Westboro’s Brenda Chapman launches new book

Judith van Berkom –

Westboro’s Brenda Chapman has always loved mystery stories. As a child, she read mystery classics by Enid Blyton, and in her teens, was deeply influenced by Hemingway, and Harper Lee’s To Kill a Mockingbird.

“I read to get out of doing housework,” she says with a smile. As an adult, she likes to read about police procedures – books by author Michael Connelly are among  her favourites – where the life of the police officers are developed in as much detail as the lives and actions of criminals.

The launch of Brenda Chapman’s latest book is taking place Feb. 8 at Whispers (249 Richmond Rd.). Photo by Kate Settle.
The launch of Brenda Chapman’s latest book is taking place Feb. 8 at Whispers (249 Richmond Rd.). Photo by Kate Settle.

Chapman’s lifetime interest in the mystery genre combined with an investigative mind and years of honing her writing skills, has resulted in the publication of 14 books thus far, with many more to come.

“Nothing gives me more pleasure in my professional life than writing,” she says. “I like to think of people reading what I’ve written.”
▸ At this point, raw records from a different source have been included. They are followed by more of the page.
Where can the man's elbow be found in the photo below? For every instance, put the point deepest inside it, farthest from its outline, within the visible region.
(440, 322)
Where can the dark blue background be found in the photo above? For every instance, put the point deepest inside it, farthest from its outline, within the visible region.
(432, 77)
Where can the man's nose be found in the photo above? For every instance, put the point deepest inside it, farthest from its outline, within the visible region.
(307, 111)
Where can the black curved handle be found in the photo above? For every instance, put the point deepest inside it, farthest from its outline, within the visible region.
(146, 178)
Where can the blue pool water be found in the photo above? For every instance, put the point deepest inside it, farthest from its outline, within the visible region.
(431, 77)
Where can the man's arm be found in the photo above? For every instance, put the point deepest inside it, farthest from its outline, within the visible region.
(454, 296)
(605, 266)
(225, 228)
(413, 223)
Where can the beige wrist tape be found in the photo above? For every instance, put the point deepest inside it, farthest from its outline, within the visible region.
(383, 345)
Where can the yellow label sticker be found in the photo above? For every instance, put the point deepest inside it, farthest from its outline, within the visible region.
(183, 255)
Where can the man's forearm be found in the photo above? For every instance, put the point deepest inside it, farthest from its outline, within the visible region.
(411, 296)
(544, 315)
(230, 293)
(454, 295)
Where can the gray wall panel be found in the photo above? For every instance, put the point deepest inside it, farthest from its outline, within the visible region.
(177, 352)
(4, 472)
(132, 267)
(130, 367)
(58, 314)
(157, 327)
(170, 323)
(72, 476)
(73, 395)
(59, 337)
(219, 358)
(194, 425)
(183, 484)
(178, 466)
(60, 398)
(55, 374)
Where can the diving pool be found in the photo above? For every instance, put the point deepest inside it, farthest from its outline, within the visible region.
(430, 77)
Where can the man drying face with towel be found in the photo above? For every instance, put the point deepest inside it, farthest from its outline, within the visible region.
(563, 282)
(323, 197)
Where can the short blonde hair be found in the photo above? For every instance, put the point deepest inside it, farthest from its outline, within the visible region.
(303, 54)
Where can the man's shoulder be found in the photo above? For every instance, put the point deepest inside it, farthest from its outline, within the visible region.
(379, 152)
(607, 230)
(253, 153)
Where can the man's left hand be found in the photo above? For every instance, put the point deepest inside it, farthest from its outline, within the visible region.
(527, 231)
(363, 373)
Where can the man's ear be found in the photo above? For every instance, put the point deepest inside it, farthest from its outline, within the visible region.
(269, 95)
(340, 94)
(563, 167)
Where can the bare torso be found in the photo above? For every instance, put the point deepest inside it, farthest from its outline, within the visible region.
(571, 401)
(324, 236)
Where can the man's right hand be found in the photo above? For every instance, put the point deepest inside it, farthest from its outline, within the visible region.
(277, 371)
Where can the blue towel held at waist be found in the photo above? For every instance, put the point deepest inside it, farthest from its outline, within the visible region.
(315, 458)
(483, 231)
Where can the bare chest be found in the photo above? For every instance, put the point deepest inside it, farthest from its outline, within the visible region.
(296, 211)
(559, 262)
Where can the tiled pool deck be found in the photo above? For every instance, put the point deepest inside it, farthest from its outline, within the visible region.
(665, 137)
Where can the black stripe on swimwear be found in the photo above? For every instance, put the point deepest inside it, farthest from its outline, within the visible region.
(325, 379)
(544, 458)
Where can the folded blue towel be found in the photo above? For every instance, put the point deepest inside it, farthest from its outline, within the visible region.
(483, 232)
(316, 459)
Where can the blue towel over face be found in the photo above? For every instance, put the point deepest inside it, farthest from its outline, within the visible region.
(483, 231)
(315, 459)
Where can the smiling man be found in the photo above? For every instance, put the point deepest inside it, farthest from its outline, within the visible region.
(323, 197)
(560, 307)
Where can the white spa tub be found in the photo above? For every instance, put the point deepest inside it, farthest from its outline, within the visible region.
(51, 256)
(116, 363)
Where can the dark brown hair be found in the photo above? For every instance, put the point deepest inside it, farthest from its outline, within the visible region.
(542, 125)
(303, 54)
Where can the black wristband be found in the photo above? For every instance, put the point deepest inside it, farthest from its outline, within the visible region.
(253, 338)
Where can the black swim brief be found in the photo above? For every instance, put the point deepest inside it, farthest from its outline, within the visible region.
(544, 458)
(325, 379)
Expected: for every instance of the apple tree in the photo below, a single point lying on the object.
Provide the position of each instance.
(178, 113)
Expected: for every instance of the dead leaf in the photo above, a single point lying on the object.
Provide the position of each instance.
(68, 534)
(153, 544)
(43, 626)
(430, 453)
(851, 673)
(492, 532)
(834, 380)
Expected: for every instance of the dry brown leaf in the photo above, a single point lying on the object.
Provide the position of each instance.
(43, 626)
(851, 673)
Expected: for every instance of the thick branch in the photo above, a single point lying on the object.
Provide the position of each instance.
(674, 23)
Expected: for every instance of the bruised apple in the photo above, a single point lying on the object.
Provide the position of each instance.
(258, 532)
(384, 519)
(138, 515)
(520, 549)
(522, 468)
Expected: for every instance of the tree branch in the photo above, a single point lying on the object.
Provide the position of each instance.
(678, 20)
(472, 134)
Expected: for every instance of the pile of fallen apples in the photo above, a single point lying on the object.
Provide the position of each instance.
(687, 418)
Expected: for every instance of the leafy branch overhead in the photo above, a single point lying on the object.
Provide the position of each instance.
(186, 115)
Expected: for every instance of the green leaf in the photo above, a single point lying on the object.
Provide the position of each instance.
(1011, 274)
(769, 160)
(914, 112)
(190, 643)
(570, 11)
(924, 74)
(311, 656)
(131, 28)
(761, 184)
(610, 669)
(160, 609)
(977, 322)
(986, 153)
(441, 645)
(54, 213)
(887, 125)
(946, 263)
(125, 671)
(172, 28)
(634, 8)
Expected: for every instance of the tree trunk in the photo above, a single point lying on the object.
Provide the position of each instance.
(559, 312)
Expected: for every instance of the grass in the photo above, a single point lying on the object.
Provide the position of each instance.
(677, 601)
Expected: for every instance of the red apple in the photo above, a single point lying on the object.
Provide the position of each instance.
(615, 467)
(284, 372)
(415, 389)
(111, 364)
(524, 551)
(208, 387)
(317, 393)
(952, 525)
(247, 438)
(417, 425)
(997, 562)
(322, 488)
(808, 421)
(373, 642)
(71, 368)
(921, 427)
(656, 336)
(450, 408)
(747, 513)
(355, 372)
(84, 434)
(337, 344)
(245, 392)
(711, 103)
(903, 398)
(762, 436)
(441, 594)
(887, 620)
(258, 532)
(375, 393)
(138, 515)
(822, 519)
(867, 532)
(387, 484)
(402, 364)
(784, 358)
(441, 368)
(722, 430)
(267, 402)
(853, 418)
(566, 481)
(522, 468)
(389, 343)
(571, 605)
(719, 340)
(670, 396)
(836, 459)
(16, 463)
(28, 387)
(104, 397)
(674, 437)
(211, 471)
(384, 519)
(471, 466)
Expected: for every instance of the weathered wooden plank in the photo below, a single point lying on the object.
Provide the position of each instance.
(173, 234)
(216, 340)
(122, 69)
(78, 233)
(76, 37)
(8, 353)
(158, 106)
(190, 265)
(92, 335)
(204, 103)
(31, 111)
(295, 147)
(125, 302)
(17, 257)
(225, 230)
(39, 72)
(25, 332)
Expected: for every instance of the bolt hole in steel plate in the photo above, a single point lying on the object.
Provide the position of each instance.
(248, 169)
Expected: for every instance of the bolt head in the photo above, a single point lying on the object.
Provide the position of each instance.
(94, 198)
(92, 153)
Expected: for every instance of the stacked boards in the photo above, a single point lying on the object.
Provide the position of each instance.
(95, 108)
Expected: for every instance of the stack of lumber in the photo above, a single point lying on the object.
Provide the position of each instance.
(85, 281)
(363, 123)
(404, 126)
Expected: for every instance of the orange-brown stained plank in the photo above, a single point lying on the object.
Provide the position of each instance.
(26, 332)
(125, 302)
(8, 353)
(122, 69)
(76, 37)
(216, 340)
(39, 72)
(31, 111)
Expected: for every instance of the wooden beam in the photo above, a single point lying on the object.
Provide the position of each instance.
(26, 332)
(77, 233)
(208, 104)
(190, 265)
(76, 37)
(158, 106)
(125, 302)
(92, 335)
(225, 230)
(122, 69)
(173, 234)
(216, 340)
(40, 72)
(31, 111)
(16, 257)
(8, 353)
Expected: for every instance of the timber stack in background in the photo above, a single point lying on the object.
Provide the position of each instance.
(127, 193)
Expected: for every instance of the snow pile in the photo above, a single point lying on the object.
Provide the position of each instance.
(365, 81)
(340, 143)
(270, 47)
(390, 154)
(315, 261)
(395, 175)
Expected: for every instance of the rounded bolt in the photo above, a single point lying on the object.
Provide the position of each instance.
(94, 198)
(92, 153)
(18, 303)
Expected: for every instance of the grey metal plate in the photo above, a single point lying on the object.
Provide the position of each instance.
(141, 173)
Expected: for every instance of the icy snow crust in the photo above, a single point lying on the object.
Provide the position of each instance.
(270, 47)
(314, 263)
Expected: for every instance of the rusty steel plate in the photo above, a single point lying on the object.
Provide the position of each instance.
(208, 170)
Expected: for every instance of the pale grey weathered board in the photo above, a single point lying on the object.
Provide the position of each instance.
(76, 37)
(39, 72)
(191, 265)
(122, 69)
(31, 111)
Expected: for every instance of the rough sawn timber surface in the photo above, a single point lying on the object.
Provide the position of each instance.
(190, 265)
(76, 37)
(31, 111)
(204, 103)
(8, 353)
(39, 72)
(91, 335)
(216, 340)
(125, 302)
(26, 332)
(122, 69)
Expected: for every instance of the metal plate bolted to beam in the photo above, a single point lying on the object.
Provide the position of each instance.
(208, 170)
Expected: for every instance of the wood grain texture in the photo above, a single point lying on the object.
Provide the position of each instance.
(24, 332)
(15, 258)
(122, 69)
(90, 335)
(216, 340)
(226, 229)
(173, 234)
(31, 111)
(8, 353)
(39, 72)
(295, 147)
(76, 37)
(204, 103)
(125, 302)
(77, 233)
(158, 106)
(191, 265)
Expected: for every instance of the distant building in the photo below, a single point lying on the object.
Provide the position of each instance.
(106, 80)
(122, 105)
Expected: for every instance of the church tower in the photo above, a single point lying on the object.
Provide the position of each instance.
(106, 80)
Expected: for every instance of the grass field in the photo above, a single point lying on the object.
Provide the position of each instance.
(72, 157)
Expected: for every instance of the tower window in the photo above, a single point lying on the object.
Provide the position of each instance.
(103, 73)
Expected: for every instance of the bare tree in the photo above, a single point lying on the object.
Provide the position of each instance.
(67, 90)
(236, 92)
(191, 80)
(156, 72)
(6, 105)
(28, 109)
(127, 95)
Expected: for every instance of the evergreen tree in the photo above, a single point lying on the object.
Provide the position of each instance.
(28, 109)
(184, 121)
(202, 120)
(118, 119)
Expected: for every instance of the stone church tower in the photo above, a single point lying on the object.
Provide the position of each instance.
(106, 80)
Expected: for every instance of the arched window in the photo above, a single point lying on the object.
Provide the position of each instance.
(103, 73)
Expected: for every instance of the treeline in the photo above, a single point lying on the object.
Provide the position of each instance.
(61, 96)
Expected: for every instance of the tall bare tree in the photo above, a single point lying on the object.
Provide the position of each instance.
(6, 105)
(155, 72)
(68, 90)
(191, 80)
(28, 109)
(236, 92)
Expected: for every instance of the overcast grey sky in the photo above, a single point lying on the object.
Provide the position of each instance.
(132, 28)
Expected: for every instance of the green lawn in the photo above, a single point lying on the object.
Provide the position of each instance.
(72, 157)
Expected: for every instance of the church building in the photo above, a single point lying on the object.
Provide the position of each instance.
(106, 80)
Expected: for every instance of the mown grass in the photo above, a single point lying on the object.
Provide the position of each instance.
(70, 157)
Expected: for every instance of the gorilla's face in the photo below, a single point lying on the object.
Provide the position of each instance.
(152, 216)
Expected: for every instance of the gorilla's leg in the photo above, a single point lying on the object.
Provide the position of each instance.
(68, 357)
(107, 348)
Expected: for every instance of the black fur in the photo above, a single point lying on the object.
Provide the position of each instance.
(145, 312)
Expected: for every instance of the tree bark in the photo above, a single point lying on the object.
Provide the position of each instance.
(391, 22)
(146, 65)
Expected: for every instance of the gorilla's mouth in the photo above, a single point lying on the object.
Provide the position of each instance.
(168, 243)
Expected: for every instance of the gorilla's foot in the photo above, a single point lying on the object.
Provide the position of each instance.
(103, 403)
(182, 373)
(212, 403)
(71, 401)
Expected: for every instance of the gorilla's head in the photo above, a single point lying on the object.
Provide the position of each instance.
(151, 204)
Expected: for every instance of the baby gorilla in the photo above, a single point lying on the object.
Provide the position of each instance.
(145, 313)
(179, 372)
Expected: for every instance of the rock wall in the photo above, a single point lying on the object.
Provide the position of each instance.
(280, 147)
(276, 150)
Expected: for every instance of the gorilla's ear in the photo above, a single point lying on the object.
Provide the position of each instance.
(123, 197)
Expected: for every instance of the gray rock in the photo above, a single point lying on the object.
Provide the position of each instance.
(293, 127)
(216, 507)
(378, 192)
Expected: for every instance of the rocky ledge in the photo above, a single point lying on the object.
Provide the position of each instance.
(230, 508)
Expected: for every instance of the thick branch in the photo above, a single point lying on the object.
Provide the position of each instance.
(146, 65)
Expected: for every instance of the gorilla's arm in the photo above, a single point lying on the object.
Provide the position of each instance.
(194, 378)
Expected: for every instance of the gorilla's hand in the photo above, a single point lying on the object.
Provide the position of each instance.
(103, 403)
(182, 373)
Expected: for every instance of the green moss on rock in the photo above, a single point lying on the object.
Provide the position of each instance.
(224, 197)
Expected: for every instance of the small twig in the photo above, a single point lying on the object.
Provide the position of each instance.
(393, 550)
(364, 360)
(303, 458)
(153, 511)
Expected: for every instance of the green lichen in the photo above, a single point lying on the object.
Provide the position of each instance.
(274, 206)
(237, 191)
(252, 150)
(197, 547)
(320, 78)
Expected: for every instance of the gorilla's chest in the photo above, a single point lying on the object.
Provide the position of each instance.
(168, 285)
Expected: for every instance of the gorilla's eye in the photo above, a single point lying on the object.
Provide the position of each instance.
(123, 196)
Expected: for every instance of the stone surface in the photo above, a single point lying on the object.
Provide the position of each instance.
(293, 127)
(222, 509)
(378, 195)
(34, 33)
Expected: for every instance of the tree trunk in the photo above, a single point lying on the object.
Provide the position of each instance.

Chapman grew up in a small town in Northern Ontario, on the north shore of Lake Superior. She attended Lakehead University, majoring in English literature. In her third year she took a year-long creative writing course and started writing poetry and short stories.

In Kingston, the setting of her latest mystery novel, Butterfly Kills, Chapman attended teacher’s college. She moved to Ottawa in 1983 and taught special education for the next 15 years in a private school, working with children and adults – adults she says were often quite brilliant, but not literate. She met her husband, Ted, in Ottawa and stayed at home with her two daughters while continuing her English literature studies part-time at Carleton.

While at Carleton, the university awarded her a prize for outstanding part-time student of English. During this time, Chapman wrote humorous articles for Homebase, an Ottawa magazine for parents at home, and completed her first children’s mystery novel, Running Scared, in 2004.

She also made a dramatic change in her career in 1997, shifting from work as a teacher to writer/editor with various departments in the federal government – in communications with the Department of Justice, as a complaints and investigations officer with the Canadian Transportation Agency, and a briefing analyst and communications advisor at Health Canada. Today she continues to work full-time with the government, authoring in the evenings and on weekends.

Butterfly Kills is a work of fiction, however, in her acknowledgements, Chapman describes how her work in communications in the federal government introduced her to issues of family violence. This sparked the germ of an idea for the overarching story line.

The second in her Stonechild and Rouleau series, Butterfly Kills is set in Kingston. The first in the series, Cold Mourning, takes place in Ottawa.

“When I was writing [Butterfly Kills] I had three plot lines going. I knew how two were going to intersect, but wasn’t sure how the third would fit it. I didn’t see the linkages.”

During the writing of Butterfly Kills, Chapman and her husband, Ted, travelled to Kingston in search of the murder scene. The murder takes place in a basement, she explains, but many of the houses in Kingston don’t have basements. “We searched until we found it,” says Chapman. “A street with old houses with basements.”

Chapman develops her mystery novels starting with the crime – and they’re usually based on a news item that sticks with her.

“Years later a story emerges,” she says. “I like to underwrite, like Hemmingway,” she adds.

Her mystery novels have quite a few characters and Chapman sees the emergence of these characters as the story evolves as part of the creative process.

Her third, forthcoming novel in the Stonechild and Rouleau series, Tumbled Graves, is expected to be on the shelf next January. Book bloggers are invited to download an advance copy on her website. Chapman is also writing a literacy series, set in Hintonburg and Westboro, which has won several awards.

Brenda Chapman’s launch of Butterfly Kills will take place Feb. 8 at Whispers (249 Richmond Rd.), from 2 p.m. to 4 p.m.